La crisi, nelle aziende, taglia anche le teste. Dal 2008, un dirigente su cinque ha perso il posto: perché la sua azienda ha chiuso, o si è trasferita dove il lavoro costa meno, o semplicemente per una riorganizzazione interna. Se gli è andata bene, si è trasformato in imprenditore di se stesso: altrimenti, si ritrova, magari a cinquant’anni, alle prese con un mercato del lavoro immobile e si trasforma in precario. O in disoccupato.

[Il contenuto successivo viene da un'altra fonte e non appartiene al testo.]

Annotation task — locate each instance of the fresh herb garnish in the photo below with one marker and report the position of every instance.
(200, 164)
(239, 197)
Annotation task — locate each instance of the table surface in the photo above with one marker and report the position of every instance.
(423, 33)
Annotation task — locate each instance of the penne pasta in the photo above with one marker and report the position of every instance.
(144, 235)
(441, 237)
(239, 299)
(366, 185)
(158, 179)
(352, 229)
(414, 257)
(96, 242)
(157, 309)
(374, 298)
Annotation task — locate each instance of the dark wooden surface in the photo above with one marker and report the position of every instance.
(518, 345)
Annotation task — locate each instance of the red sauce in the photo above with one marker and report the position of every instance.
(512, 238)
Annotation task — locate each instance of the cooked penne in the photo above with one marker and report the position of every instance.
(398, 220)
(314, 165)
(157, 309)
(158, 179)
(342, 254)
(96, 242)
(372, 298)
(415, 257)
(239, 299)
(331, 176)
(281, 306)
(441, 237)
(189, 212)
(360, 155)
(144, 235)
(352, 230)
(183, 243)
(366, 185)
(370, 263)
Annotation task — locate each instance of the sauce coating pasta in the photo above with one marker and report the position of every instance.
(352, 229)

A trovarsi in questa situazione sono oltre centomila ex manager, secondo i dati Istat: il numero degli occupati con profilo professionale di dirigente è sceso da 500mila unità nel 2008 a 396mila nel 2011. Non se ne parla spesso, anche perché si tende a pensare che in fondo si tratta di una categoria privilegiata: dimenticando però che è anche quella dove la falce della crisi ha colpito più duramente. In Italia la riduzione del personale dirigente in tre anni è stata del 20,8%: nello stesso periodo, il numero complessivo di chi lavora è sceso dell’l,9 per cento.

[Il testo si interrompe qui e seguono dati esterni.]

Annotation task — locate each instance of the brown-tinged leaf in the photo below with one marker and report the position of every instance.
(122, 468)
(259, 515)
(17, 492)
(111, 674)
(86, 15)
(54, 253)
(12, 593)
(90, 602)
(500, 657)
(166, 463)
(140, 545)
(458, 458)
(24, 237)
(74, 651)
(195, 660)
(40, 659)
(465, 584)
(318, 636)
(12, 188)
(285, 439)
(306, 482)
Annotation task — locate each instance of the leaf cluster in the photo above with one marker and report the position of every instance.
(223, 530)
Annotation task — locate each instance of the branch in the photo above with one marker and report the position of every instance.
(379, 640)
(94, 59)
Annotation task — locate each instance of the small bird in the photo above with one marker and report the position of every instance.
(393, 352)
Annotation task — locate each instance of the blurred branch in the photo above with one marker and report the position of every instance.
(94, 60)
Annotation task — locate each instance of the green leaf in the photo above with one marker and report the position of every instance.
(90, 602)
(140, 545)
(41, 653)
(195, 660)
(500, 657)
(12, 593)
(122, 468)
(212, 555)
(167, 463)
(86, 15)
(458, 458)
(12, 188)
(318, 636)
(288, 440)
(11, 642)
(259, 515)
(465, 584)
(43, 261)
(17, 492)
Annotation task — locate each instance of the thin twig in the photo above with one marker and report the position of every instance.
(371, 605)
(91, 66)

La contrazione non risparmia il settore pubblico, ma è sul privato che il «dimagrimento, anche comprensibile, dell’organico dirigenziale - spiega il presidente di Federmanager, Giorgio Ambrogioni -rischia di passare all’anoressia». È qui infatti che la crisi ha provocato un processo profondo di ristrutturazione, che ha colpito a tutti i livelli. Così, le piccole e medie imprese diventano sempre più piccole, al contrario, oltretutto, di quello che occorrerebbe per far fronte alle esigenze della globalizzazione: e le grandi aziende, che negli anni Ottanta e Novanta avevano magari gonfiato gli organici dirigenziali, ora sono obbligati a ridurli. Senza dimenticare la delocalizzazione, che sposta all’estero tante realtà produttive prima situate in Italia. E le teste cadono. Soprattutto quelle con i capelli grigi.

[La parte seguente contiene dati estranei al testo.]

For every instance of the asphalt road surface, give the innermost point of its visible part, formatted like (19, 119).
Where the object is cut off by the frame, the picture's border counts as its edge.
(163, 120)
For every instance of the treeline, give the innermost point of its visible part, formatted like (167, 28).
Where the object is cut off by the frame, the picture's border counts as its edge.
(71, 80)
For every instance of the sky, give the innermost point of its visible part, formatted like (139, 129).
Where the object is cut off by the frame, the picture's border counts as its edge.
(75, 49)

Spesso, infatti, a finire sacrificati sull’altare del taglio dei costi sono i dirigenti meno giovani ma con più esperienza e competenze: un dramma personale e sociale, oggi ancora più serio alla luce della riforma previdenziale e dell’innalzamento dell’età pensionabile, e della contemporanea scomparsa dell’esodo incentivato, tradizionale modalità di uscita consensuale dal lavoro per i dirigenti over 50, che in qualche modo consentiva di agganciarsi alla pensione senza troppe difficoltà. Ma anche un patrimonio di risorse per l’economia italiana, che rischia di andare perso.
Solo i più fortunati infatti riescono a restare occupati, anche se a malapena una minima parte riottiene la stessa qualifica. Così bisogna vedere il bicchiere mezzo pieno quando un ex dirigente si ritrova declassato a quadro, o addirittura diventa co.co.pro, trasformandosi in consulente di uno o più piccoli imprenditori che non possono fare assunzioni ma approfittano delle competenze di un esperto per essere più competitivi. Esistono, quindi, anche manager «precari», per cui, sottolinea Ambrogioni, si pone il problema di una scarsa protezione: «C’è - rileva - un management atipico fatto di figure professionali, di cui ci stiamo occupando, perché al momento sono sole, senza tutele previdenziali, assistenziali o assicurative». Per non parlare di chi sta ancora peggio, perché il lavoro l’ha perso definitivamente, e non ha ammortizzatori sociali: «I dirigenti sono gli unici lavoratori dipendenti che non hanno alcuna tutela reale del loro posto di lavoro, possono essere licenziati in qualunque momento. Paghiamo i contributi per mobilità ma ne siamo esclusi per legge». Non a caso già il mese scorso Ambrogioni ha chiesto al viceministro del lavoro Michel Martone il riavvio del «Tavolo sulle problematiche dei manager» che era stato aperto dal governo Berlusconi.

Intanto, spiega il presidente di Federmanager, «insieme con Confindustria stiamo lanciando e finanziamo un progetto che vede i nostri dirigenti disoccupati mettersi a disposizioni delle Pmi che si fanno avanti per attività di coaching, formazione nei confronti del piccolo imprenditore, dei suoi dipendenti, perché siamo convinti che questa espulsione di dirigenti anche bravi sia una perdita di valore per il sistema Paese».